Part of what makes the LC so easy to ridicule is the undercurrent of holier-than-thou piety that runs through many of the department’s decisions. Rather than tackling its job from a purely pragmatic standpoint, the LC seems determined to weigh things against its own obtuse ethical code.
Let’s grab an example from the department’s rulebook. Here’s how it defines “immoral conduct”: “any act which is contrary to good morals; inconsistent with the rules of the liquor commission and principles of morality…”
Did you catch that sleight of hand? In one swift sentence they managed to conflate “principles of morality” (presumably in the vague, universal sense) with their collection of often arbitrary, heavy-handed, ill-conceived rules. All of the sudden the LC isn’t just a public agency, they’re arbiters of right and wrong. They tell you where to dance, they tell you what to sing—they’re the judge, jury, Mom and God all rolled into one.
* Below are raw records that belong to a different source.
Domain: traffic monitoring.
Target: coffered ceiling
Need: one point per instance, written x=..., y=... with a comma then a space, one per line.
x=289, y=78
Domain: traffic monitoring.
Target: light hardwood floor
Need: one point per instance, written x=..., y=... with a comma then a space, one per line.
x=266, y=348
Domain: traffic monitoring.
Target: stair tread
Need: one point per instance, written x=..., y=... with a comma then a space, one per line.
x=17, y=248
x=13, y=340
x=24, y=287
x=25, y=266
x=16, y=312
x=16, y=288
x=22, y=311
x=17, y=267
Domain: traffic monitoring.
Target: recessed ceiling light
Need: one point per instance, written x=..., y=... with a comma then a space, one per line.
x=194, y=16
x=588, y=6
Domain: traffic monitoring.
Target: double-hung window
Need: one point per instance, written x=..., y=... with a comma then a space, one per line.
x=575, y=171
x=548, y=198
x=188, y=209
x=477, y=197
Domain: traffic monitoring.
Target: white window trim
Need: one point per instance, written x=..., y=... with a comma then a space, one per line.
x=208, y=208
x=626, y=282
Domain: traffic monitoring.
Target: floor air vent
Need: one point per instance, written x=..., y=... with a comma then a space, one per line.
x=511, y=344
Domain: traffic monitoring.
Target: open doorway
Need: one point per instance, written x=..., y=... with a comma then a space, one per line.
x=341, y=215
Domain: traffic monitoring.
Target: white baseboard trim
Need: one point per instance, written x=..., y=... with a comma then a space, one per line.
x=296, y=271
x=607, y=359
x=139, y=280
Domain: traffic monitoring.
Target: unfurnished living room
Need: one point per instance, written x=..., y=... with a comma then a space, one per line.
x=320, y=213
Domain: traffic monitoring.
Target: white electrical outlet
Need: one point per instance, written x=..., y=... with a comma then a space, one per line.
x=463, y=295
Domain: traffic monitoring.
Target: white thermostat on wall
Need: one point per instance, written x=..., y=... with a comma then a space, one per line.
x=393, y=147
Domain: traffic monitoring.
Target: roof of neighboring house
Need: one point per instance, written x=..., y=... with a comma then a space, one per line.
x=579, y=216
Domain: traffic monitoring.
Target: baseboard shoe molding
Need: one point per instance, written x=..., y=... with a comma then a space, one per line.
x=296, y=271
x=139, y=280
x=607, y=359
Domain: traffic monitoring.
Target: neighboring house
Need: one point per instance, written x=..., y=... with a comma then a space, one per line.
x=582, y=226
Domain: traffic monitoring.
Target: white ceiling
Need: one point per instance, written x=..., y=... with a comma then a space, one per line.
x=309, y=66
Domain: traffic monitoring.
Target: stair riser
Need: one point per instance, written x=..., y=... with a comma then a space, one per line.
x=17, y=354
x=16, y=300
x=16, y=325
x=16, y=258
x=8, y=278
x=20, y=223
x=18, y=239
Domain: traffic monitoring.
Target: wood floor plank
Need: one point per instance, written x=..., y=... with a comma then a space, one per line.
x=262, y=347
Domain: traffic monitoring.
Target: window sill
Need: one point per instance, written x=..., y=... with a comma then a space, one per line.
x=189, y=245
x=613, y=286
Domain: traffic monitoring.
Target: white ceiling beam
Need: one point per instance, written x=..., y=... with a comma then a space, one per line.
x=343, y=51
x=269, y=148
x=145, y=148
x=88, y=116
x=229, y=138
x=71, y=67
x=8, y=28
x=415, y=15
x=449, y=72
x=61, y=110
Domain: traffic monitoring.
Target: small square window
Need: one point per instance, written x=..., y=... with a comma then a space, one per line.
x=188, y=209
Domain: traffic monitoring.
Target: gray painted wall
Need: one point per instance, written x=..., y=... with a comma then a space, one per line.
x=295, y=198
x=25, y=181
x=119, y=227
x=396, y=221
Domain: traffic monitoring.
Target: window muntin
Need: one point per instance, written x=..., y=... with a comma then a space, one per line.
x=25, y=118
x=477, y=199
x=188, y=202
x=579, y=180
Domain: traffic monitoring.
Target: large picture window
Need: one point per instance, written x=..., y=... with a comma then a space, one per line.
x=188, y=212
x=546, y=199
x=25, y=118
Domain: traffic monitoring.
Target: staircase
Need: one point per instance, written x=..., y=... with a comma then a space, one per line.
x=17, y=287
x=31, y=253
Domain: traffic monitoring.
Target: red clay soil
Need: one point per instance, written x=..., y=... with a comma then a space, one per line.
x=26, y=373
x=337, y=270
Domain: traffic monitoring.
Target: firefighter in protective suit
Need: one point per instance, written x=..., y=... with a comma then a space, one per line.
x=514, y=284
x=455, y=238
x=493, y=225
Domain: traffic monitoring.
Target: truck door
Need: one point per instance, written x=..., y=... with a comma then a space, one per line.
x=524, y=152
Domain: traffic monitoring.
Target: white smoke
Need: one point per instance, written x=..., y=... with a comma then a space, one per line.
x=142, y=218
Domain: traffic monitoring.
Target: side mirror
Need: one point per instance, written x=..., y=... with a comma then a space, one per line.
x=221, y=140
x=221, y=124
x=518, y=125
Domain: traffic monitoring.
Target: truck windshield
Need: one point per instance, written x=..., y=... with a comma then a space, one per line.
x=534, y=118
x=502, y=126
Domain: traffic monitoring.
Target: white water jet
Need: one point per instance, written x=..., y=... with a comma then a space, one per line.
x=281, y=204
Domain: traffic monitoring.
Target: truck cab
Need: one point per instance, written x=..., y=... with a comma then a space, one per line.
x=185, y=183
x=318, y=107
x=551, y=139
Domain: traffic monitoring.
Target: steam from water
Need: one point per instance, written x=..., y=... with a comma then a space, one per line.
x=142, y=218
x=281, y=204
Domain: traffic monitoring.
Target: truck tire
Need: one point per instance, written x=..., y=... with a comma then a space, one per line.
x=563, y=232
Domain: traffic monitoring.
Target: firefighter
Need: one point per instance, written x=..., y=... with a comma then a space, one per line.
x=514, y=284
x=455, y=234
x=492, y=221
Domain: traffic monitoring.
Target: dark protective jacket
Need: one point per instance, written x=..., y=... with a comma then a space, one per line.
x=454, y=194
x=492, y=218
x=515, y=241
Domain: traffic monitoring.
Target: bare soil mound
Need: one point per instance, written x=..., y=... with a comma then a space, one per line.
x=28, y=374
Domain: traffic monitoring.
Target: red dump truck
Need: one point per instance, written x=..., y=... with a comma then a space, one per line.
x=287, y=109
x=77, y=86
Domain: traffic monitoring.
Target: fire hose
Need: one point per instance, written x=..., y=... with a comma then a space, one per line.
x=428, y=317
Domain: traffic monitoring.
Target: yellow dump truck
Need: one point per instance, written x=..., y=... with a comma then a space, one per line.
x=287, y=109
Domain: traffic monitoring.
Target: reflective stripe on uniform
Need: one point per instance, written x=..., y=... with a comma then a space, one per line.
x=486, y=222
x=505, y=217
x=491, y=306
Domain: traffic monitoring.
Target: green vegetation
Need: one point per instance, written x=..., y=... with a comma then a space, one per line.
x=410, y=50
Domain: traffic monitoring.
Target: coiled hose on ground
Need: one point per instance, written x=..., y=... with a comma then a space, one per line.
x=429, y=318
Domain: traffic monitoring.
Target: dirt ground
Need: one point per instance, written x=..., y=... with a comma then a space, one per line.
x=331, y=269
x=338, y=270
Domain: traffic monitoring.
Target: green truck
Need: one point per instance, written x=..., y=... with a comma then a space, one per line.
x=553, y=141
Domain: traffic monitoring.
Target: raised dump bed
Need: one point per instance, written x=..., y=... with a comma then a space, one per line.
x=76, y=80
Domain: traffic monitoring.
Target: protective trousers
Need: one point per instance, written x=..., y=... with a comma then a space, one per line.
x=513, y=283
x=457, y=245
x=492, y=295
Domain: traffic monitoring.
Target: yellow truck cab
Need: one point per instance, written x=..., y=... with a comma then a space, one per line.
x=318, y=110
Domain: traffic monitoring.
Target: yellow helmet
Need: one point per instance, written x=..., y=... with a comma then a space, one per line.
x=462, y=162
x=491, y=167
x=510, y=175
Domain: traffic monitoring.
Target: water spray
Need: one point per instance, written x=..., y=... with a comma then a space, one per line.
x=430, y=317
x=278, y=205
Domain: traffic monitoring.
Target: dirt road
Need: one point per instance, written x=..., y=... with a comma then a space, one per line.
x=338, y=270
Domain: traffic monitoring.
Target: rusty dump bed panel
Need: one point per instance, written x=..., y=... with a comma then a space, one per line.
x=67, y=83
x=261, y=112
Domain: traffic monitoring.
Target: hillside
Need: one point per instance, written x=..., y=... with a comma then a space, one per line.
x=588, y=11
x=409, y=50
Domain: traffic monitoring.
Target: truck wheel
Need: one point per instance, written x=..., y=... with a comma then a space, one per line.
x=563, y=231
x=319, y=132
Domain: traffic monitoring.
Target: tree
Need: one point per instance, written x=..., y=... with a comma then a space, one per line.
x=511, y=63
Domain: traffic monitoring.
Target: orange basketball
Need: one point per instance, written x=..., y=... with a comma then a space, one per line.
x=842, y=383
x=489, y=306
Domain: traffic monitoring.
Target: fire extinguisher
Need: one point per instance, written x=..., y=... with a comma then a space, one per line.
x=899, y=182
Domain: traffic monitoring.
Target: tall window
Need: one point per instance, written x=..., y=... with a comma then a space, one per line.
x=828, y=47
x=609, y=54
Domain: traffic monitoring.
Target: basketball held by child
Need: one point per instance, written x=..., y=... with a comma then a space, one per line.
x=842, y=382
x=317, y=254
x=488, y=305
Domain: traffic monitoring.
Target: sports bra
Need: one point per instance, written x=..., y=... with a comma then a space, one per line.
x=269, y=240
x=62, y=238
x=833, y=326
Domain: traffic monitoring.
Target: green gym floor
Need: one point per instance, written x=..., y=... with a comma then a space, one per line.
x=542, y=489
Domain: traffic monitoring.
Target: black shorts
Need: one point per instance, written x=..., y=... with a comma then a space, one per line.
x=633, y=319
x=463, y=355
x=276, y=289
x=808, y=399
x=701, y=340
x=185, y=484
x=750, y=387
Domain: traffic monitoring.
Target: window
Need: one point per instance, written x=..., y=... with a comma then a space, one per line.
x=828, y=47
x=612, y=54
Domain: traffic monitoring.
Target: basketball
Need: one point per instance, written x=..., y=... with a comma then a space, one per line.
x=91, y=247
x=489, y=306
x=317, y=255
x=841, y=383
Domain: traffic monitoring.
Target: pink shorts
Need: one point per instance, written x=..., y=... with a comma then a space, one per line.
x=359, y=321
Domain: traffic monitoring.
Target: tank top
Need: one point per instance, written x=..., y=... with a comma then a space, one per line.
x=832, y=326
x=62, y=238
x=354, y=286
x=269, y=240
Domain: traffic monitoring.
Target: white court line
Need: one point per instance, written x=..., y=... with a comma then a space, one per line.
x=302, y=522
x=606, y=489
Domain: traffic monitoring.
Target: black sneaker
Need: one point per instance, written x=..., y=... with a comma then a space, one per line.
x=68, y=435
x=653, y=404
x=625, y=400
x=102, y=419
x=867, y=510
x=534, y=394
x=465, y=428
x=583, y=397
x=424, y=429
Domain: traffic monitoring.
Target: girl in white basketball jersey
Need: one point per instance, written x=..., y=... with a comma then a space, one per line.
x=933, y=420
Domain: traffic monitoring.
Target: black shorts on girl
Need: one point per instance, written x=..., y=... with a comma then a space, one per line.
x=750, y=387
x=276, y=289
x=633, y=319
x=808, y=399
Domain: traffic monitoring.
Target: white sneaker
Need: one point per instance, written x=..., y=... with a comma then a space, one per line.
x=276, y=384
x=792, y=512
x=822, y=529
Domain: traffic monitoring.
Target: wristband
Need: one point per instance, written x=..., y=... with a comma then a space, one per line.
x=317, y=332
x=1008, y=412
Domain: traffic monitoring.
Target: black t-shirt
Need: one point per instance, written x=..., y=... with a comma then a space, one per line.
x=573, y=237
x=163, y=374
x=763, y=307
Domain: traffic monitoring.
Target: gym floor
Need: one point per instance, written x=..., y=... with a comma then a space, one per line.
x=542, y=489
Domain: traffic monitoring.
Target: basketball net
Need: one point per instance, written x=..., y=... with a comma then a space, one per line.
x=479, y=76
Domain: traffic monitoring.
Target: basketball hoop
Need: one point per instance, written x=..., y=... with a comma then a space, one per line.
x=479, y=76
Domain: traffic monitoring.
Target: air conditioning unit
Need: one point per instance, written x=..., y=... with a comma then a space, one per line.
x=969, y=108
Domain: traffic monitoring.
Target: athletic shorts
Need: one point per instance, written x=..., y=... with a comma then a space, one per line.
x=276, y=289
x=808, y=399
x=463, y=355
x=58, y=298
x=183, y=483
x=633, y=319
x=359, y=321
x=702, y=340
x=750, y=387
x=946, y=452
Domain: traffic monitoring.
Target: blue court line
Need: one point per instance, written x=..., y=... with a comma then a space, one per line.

OK, we’re being dramatic. But really, what is the LC doing defining “immoral conduct” in the first place? That isn’t their job. That isn’t any government agency’s job, not in a free society.
This, folks, is the problem in a nutshell, the recipe for disaster if you will: an inflated sense of power mixed with a false sense of moral responsibility seasoned with a dash of good old fashioned corruption.
None of this is new of course. In an issue dedicated to Repeal Day, it’s fitting to note that overzealous moralizing and the policing of alcohol have gone hand-in-hand for generations. And, it’s safe to say, that isn’t gonna change anytime soon.